Nim się spostrzegła chłopacy kompletnie olali jej sentymenty i już maszerowali w stronę budynku. Dogoniła ich, jednak krzycząc co chwile obraźliwie uwagi pod ich adresem. Oczywiście ochroniarze spojrzeli na nią krzywo, gdy tak nadal wrzeszczała wyzwiska na chłopaków, ale wpuścili ją.
Klub wyglądał jak każdy inny. Nie był ani lepszy ani gorszy. Ludzie tańczyli ciasno obok siebie, a DJ na scenie puszczał Techno, przy którym każdy świetnie się bawił. Wokół migały różnokolorowe światła, przez co trudno było się połapać w całym otoczeniu. Przez tłum tańczących szybko dostrzegli barek i tam też się udali. Wszyscy usiedli na stolikach.

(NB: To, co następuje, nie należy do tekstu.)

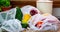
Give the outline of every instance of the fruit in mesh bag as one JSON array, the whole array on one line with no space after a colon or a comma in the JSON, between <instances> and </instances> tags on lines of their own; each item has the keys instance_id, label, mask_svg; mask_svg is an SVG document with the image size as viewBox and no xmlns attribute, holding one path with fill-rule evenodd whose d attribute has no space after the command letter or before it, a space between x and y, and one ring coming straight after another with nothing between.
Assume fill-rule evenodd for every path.
<instances>
[{"instance_id":1,"label":"fruit in mesh bag","mask_svg":"<svg viewBox=\"0 0 60 32\"><path fill-rule=\"evenodd\" d=\"M46 18L48 20L48 22L50 22L50 23L55 23L55 24L60 23L60 21L55 16L53 16L49 13L43 14L43 17Z\"/></svg>"},{"instance_id":2,"label":"fruit in mesh bag","mask_svg":"<svg viewBox=\"0 0 60 32\"><path fill-rule=\"evenodd\" d=\"M30 11L30 14L31 14L31 16L33 16L33 15L35 15L35 14L38 14L38 12L37 12L37 10L31 10L31 11Z\"/></svg>"},{"instance_id":3,"label":"fruit in mesh bag","mask_svg":"<svg viewBox=\"0 0 60 32\"><path fill-rule=\"evenodd\" d=\"M21 10L22 10L23 15L26 13L30 14L31 16L38 14L38 13L41 14L41 12L37 8L30 6L30 5L22 7Z\"/></svg>"},{"instance_id":4,"label":"fruit in mesh bag","mask_svg":"<svg viewBox=\"0 0 60 32\"><path fill-rule=\"evenodd\" d=\"M33 30L47 31L47 30L57 30L59 28L59 20L49 13L40 15L36 14L31 17L29 21L29 26Z\"/></svg>"},{"instance_id":5,"label":"fruit in mesh bag","mask_svg":"<svg viewBox=\"0 0 60 32\"><path fill-rule=\"evenodd\" d=\"M35 26L37 28L40 28L42 24L43 24L43 21L38 21Z\"/></svg>"}]
</instances>

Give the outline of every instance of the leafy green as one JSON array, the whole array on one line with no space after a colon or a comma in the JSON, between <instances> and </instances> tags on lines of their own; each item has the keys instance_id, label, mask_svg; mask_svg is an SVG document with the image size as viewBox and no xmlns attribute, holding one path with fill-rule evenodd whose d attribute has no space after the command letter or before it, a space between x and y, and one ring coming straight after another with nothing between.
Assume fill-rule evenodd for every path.
<instances>
[{"instance_id":1,"label":"leafy green","mask_svg":"<svg viewBox=\"0 0 60 32\"><path fill-rule=\"evenodd\" d=\"M19 7L17 7L16 9L17 9L17 11L16 11L16 17L15 18L22 21L23 13Z\"/></svg>"},{"instance_id":2,"label":"leafy green","mask_svg":"<svg viewBox=\"0 0 60 32\"><path fill-rule=\"evenodd\" d=\"M4 7L10 6L10 0L0 0L0 6Z\"/></svg>"}]
</instances>

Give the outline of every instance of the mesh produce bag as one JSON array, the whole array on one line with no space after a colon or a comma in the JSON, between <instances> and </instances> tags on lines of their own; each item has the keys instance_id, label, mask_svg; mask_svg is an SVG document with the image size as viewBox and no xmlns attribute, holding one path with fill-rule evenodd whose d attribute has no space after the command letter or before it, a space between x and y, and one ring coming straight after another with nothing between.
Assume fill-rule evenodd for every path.
<instances>
[{"instance_id":1,"label":"mesh produce bag","mask_svg":"<svg viewBox=\"0 0 60 32\"><path fill-rule=\"evenodd\" d=\"M21 10L22 10L22 13L23 13L23 15L24 14L31 14L30 12L33 10L34 12L33 13L40 13L41 14L41 11L39 11L37 8L35 8L35 7L33 7L33 6L31 6L31 5L27 5L27 6L24 6L24 7L22 7L21 8Z\"/></svg>"},{"instance_id":2,"label":"mesh produce bag","mask_svg":"<svg viewBox=\"0 0 60 32\"><path fill-rule=\"evenodd\" d=\"M9 19L15 19L16 14L16 8L10 9L8 11L0 12L0 26L1 23L9 20Z\"/></svg>"},{"instance_id":3,"label":"mesh produce bag","mask_svg":"<svg viewBox=\"0 0 60 32\"><path fill-rule=\"evenodd\" d=\"M4 21L2 23L1 29L8 32L20 32L22 30L21 21L17 19Z\"/></svg>"},{"instance_id":4,"label":"mesh produce bag","mask_svg":"<svg viewBox=\"0 0 60 32\"><path fill-rule=\"evenodd\" d=\"M16 8L0 12L0 32L2 32L1 29L2 23L9 19L15 19L15 14L16 14Z\"/></svg>"},{"instance_id":5,"label":"mesh produce bag","mask_svg":"<svg viewBox=\"0 0 60 32\"><path fill-rule=\"evenodd\" d=\"M29 20L30 29L40 32L56 32L60 27L60 21L51 14L36 14Z\"/></svg>"}]
</instances>

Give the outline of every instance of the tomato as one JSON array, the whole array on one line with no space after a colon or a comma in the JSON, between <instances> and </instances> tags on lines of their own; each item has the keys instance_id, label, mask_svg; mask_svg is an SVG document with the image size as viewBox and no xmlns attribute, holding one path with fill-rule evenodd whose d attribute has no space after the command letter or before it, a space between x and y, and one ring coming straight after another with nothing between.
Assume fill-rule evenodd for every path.
<instances>
[{"instance_id":1,"label":"tomato","mask_svg":"<svg viewBox=\"0 0 60 32\"><path fill-rule=\"evenodd\" d=\"M39 22L37 22L37 24L35 26L38 27L38 28L40 28L42 24L43 24L43 22L39 21Z\"/></svg>"}]
</instances>

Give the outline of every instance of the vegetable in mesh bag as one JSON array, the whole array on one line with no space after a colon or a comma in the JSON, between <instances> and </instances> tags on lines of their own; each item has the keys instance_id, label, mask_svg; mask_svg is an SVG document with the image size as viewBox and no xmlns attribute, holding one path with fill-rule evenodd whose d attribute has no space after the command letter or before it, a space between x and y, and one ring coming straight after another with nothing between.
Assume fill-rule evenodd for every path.
<instances>
[{"instance_id":1,"label":"vegetable in mesh bag","mask_svg":"<svg viewBox=\"0 0 60 32\"><path fill-rule=\"evenodd\" d=\"M43 15L36 14L29 20L30 29L39 31L56 31L59 28L59 23L60 22L56 17L48 13Z\"/></svg>"},{"instance_id":2,"label":"vegetable in mesh bag","mask_svg":"<svg viewBox=\"0 0 60 32\"><path fill-rule=\"evenodd\" d=\"M1 29L4 29L8 32L20 32L22 31L21 22L17 19L4 21Z\"/></svg>"},{"instance_id":3,"label":"vegetable in mesh bag","mask_svg":"<svg viewBox=\"0 0 60 32\"><path fill-rule=\"evenodd\" d=\"M23 13L19 7L16 7L16 16L15 18L22 21Z\"/></svg>"},{"instance_id":4,"label":"vegetable in mesh bag","mask_svg":"<svg viewBox=\"0 0 60 32\"><path fill-rule=\"evenodd\" d=\"M21 8L21 10L22 10L23 15L30 14L31 16L33 16L38 13L41 14L41 12L37 8L35 8L31 5L24 6Z\"/></svg>"}]
</instances>

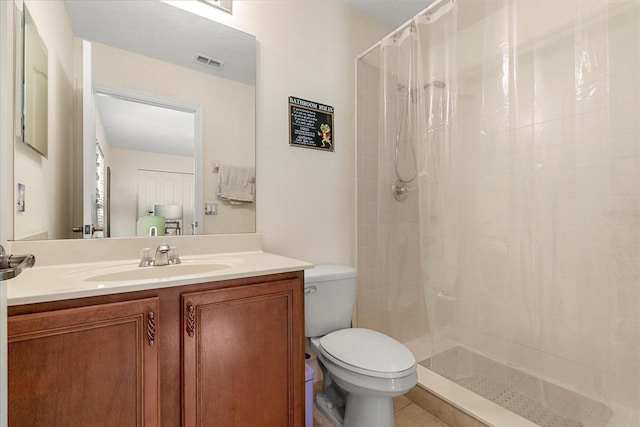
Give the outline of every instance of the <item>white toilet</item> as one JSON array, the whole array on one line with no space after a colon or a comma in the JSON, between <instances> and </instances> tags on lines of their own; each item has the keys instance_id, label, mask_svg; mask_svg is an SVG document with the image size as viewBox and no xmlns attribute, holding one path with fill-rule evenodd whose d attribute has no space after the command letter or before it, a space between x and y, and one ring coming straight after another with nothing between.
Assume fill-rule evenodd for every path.
<instances>
[{"instance_id":1,"label":"white toilet","mask_svg":"<svg viewBox=\"0 0 640 427\"><path fill-rule=\"evenodd\" d=\"M357 271L305 271L305 336L324 376L316 406L336 427L393 427L393 398L416 385L416 360L384 334L350 328Z\"/></svg>"}]
</instances>

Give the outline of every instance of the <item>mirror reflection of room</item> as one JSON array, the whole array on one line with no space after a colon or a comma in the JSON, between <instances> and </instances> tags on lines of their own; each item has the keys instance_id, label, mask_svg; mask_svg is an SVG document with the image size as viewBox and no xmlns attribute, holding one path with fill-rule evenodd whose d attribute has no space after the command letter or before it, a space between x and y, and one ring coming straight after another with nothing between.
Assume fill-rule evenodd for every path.
<instances>
[{"instance_id":1,"label":"mirror reflection of room","mask_svg":"<svg viewBox=\"0 0 640 427\"><path fill-rule=\"evenodd\" d=\"M193 234L194 113L102 92L96 110L97 153L111 170L109 188L98 179L96 191L118 195L104 214L105 235Z\"/></svg>"},{"instance_id":2,"label":"mirror reflection of room","mask_svg":"<svg viewBox=\"0 0 640 427\"><path fill-rule=\"evenodd\" d=\"M16 149L14 182L30 196L14 216L16 240L255 232L253 35L163 2L22 5L57 84L49 158ZM229 184L241 193L228 197ZM174 205L181 216L139 227Z\"/></svg>"},{"instance_id":3,"label":"mirror reflection of room","mask_svg":"<svg viewBox=\"0 0 640 427\"><path fill-rule=\"evenodd\" d=\"M24 9L22 140L47 157L49 61L47 47Z\"/></svg>"}]
</instances>

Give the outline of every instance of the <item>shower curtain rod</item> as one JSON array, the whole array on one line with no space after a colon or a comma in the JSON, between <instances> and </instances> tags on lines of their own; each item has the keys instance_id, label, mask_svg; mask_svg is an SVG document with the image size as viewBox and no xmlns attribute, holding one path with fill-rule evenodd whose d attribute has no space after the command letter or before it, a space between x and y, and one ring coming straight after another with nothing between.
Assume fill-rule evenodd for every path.
<instances>
[{"instance_id":1,"label":"shower curtain rod","mask_svg":"<svg viewBox=\"0 0 640 427\"><path fill-rule=\"evenodd\" d=\"M433 12L437 9L439 9L441 6L444 6L447 3L455 3L456 0L436 0L433 3L431 3L429 6L427 6L424 10L422 10L421 12L418 12L415 16L413 16L412 18L408 19L407 22L405 22L404 24L400 25L398 28L396 28L395 30L391 31L389 34L387 34L386 36L384 36L382 39L386 39L387 37L389 37L391 34L395 34L399 31L404 30L405 28L407 28L409 25L411 25L411 21L413 21L413 19L416 16L420 16L420 15L426 15L430 12ZM376 44L374 44L373 46L371 46L369 49L365 50L364 52L362 52L360 55L358 55L358 57L356 58L356 60L358 59L362 59L364 58L369 52L371 52L372 50L380 47L380 44L382 43L382 40L378 41Z\"/></svg>"}]
</instances>

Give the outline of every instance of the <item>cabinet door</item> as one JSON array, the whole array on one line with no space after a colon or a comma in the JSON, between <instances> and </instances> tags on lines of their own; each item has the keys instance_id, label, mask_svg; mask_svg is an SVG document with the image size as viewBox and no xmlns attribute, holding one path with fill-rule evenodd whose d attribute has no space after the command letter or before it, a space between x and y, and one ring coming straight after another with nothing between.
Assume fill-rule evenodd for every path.
<instances>
[{"instance_id":1,"label":"cabinet door","mask_svg":"<svg viewBox=\"0 0 640 427\"><path fill-rule=\"evenodd\" d=\"M158 426L157 298L11 316L9 426Z\"/></svg>"},{"instance_id":2,"label":"cabinet door","mask_svg":"<svg viewBox=\"0 0 640 427\"><path fill-rule=\"evenodd\" d=\"M304 424L300 280L182 296L183 425Z\"/></svg>"}]
</instances>

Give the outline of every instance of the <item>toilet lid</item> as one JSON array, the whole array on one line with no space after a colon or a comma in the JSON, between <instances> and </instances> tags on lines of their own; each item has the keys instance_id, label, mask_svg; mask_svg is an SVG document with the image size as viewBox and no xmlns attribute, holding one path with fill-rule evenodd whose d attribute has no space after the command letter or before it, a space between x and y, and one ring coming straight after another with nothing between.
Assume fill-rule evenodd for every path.
<instances>
[{"instance_id":1,"label":"toilet lid","mask_svg":"<svg viewBox=\"0 0 640 427\"><path fill-rule=\"evenodd\" d=\"M350 328L320 339L325 356L347 369L376 377L393 378L415 369L416 359L404 345L370 329Z\"/></svg>"}]
</instances>

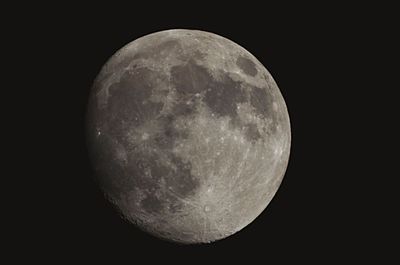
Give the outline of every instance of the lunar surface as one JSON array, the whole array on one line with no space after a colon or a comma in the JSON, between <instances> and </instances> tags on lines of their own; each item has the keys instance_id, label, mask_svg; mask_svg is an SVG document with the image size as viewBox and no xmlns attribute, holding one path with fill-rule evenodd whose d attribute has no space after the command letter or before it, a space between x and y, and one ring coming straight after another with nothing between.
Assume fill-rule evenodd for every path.
<instances>
[{"instance_id":1,"label":"lunar surface","mask_svg":"<svg viewBox=\"0 0 400 265\"><path fill-rule=\"evenodd\" d=\"M94 81L87 140L96 180L148 233L228 237L269 204L290 151L284 99L238 44L197 30L141 37Z\"/></svg>"}]
</instances>

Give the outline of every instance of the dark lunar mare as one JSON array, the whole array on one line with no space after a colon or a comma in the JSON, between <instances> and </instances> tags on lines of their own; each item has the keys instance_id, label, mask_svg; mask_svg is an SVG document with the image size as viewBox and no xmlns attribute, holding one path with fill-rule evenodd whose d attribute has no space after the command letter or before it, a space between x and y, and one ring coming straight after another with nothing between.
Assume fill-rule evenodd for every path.
<instances>
[{"instance_id":1,"label":"dark lunar mare","mask_svg":"<svg viewBox=\"0 0 400 265\"><path fill-rule=\"evenodd\" d=\"M246 72L257 71L252 67L254 63L248 62L248 59L242 58ZM203 102L210 111L220 117L229 117L231 125L238 129L244 129L245 137L250 142L256 142L263 139L262 133L256 124L242 121L239 119L237 107L239 103L249 102L254 108L256 114L262 118L275 117L272 110L272 99L267 94L268 88L259 88L243 84L240 81L234 81L229 75L223 74L222 80L215 80L208 70L197 64L193 60L189 60L184 65L174 66L171 69L172 82L179 94L179 98L185 102L191 99L196 93L204 95ZM192 114L195 108L187 104L178 104L176 106L178 112L176 114ZM274 128L276 121L273 120Z\"/></svg>"},{"instance_id":2,"label":"dark lunar mare","mask_svg":"<svg viewBox=\"0 0 400 265\"><path fill-rule=\"evenodd\" d=\"M88 131L101 132L88 137L97 139L89 145L100 186L115 200L137 190L144 191L141 195L144 198L138 196L140 204L136 210L144 209L148 213L157 213L166 207L172 212L179 210L177 198L166 193L161 185L169 187L179 198L193 194L199 185L199 180L191 175L190 162L171 152L175 142L187 137L186 131L173 125L174 120L180 115L189 115L193 109L181 102L171 114L160 115L163 103L150 100L156 75L143 67L124 72L120 81L110 86L106 108L92 106L89 110L97 109L97 113L88 112L88 120L92 121ZM93 99L90 104L95 104ZM132 145L126 132L144 126L149 120L155 120L161 129L154 134L149 131L149 139ZM116 150L116 146L123 150ZM126 153L126 162L117 159L118 151ZM169 160L161 158L160 153ZM160 183L162 178L165 183Z\"/></svg>"},{"instance_id":3,"label":"dark lunar mare","mask_svg":"<svg viewBox=\"0 0 400 265\"><path fill-rule=\"evenodd\" d=\"M246 57L239 56L236 65L247 75L255 76L258 73L256 65Z\"/></svg>"}]
</instances>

Laxus spojrzał się w lewą stronę, gdzie siedziała piękna kobieta o długich, falowanych brąz włosach sięgającym jej do połowy pleców. Miała na sobie czarny stanik i białe rozpięte bolerko, brązowe rurki oraz czarne buty na wysokim obcasie. Kusy strój ukazywał jej ponętne kształty, a kobieta wcale nie była speszona tym, że wzrok większości mężczyzn w klubie, którzy akurat przysiadali się, by odpocząć od ciągłego tańca, spoczywał na jej smukłej sylwetce. Popijała kieliszki sake z facetem, który obok niej siedział. Gość był już okropnie pijany, jednak po kobiecie wcale nie było tego widać. Wkrótce jej "partner" padł, a ona uśmiechnęła się zwycięsko. Kątem oka spojrzała w stronę Laxusa i posłała mu uwodzicielski uśmiech.
- Ty też przystojniaczku?
Zamrugał oczami, po czym spojrzał na nią jak na wariatkę, nie rozumiejąc o co jej chodzi.
- Co "ja też"?
- Chcesz urządzić sobie ze mną konkurs na picie? - Uśmiechnęła się szeroko, na co on tylko zrobił zdziwioną minę. Mimo wszystko ta kobieta mu zaimponowała. Żeby tak hardo wyzywać go na pojedynek! Uśmiechnął się pod nosem, po czym zdjął swoją skórzaną kurtkę i rzucił ją w stronę Freeda, który tylko spojrzał na niego oburzony.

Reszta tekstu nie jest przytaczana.